High-stakes testing has elbowed recess out of the school day, video
games keep kids indoors and sedentary, while parents, fearful of
pedophiles and abductions, no longer let children roam freely.
All in all, the average child's life is more regimented than it was 20
years ago, with more young children in day care, more lessons and
rehearsals and practices, and less free time. The fact that communities
are getting serious about play, proponents hope, means leaders recognize
the extent to which it is endangered in modern society.
At the same time, this reexamination of playgrounds is triggered by the
conviction that, in the United States in particular, playgrounds have
become rather unfun -- designed with only safety in mind, they've lost
the capacity to excite or challenge children.
Playgrounds have always been places where the need for free, even
rambunctious, play bumps up against parental fears about safety. The new
playground advocates are trying to find a better balance. "The history
of playgrounds," says Roger Hart, director of the Children's
Environments Research Group at the Graduate Center of the City
University of New York, "is a history of containment.". . .

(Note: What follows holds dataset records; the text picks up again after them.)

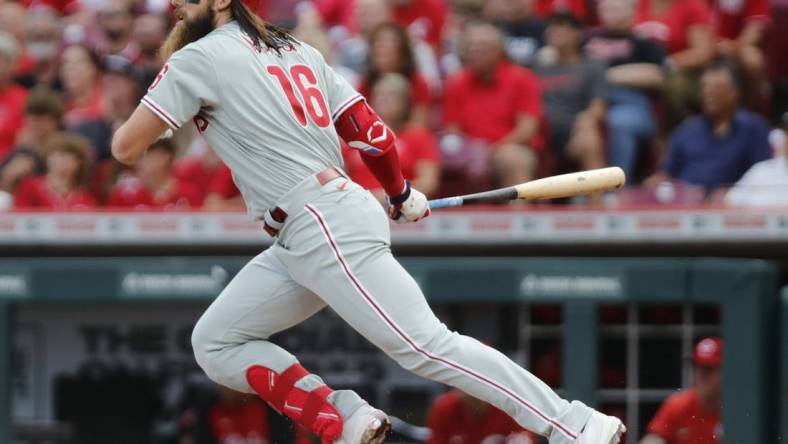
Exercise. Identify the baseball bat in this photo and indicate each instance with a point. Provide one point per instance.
(553, 187)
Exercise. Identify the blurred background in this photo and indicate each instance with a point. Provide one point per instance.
(661, 304)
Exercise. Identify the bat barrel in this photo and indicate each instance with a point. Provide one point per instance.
(447, 202)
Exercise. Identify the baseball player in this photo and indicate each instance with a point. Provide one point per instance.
(274, 111)
(693, 415)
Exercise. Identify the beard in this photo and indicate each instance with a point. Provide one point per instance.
(187, 31)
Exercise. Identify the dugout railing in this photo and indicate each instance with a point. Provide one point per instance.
(744, 290)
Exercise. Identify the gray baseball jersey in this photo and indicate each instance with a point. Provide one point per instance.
(268, 116)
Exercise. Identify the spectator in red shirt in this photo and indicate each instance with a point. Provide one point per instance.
(63, 187)
(457, 418)
(524, 30)
(545, 8)
(574, 94)
(424, 19)
(115, 19)
(416, 146)
(740, 22)
(634, 69)
(149, 33)
(42, 41)
(740, 28)
(692, 416)
(683, 27)
(391, 52)
(206, 171)
(80, 73)
(497, 102)
(12, 96)
(43, 113)
(154, 186)
(62, 7)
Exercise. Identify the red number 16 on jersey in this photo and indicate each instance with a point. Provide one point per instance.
(306, 82)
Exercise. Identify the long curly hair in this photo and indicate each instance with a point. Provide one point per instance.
(261, 33)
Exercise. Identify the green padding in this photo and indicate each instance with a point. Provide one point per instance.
(5, 371)
(746, 290)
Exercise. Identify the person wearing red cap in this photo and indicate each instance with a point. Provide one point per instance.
(693, 415)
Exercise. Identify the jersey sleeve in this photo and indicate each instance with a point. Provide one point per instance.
(339, 93)
(185, 85)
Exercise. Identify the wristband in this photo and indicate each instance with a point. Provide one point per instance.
(399, 200)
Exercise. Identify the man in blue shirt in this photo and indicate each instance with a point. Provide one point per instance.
(716, 148)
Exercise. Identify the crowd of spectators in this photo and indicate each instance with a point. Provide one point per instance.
(481, 93)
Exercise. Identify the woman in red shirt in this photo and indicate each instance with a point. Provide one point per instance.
(390, 51)
(416, 146)
(63, 187)
(153, 185)
(683, 28)
(80, 74)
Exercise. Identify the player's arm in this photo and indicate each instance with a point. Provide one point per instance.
(186, 84)
(362, 129)
(136, 135)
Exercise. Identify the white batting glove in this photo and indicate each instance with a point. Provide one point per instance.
(410, 206)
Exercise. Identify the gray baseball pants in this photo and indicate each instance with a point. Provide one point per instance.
(334, 249)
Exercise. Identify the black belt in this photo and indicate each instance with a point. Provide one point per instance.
(275, 218)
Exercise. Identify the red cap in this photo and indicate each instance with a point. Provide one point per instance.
(708, 352)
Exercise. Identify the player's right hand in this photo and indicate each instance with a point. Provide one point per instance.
(410, 206)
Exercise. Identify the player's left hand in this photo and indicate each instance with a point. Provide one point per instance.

In the past 11 years, working with tens of thousands of volunteers and
various corporate partners, the nonprofit organization KABOOM! has built
nearly 1,200 playgrounds all over North America, using a collaborative
method in which local children help design the playgrounds that are
going up in their neighborhoods.
According to psychologists and specialists in early childhood education,
to be valuable, play needs to be creative, but there also has to be an
element of danger. "Children need vertiginous experiences," says Mary
Rivkin, a professor of education at the University of Maryland. "They
need fast and slow and that high feeling you get when you run down a
hill. They need to have tippy things."
If there's no challenge, no pain of failure, she argues, there's no
learning -- and less enjoyment. Indeed, according to Hart, one problem
with trying to child-proof playgrounds is that children, trying to make
the safer playground equipment interesting, come up with unforeseen and
often more dangerous ways of using it.
Some playground advocates also point to the rise in childhood obesity
and related diseases as a reason to get more kids playing, but they're
careful to point out that play is not just about physical activity.
"Play and sports are totally different," says Doris Bergen, a professor
of educational psychology at Miami University of Ohio. "When they play,
kids make their own rules -- then they have to negotiate to get others
to follow them. In sports, adults make and enforce the rules for them."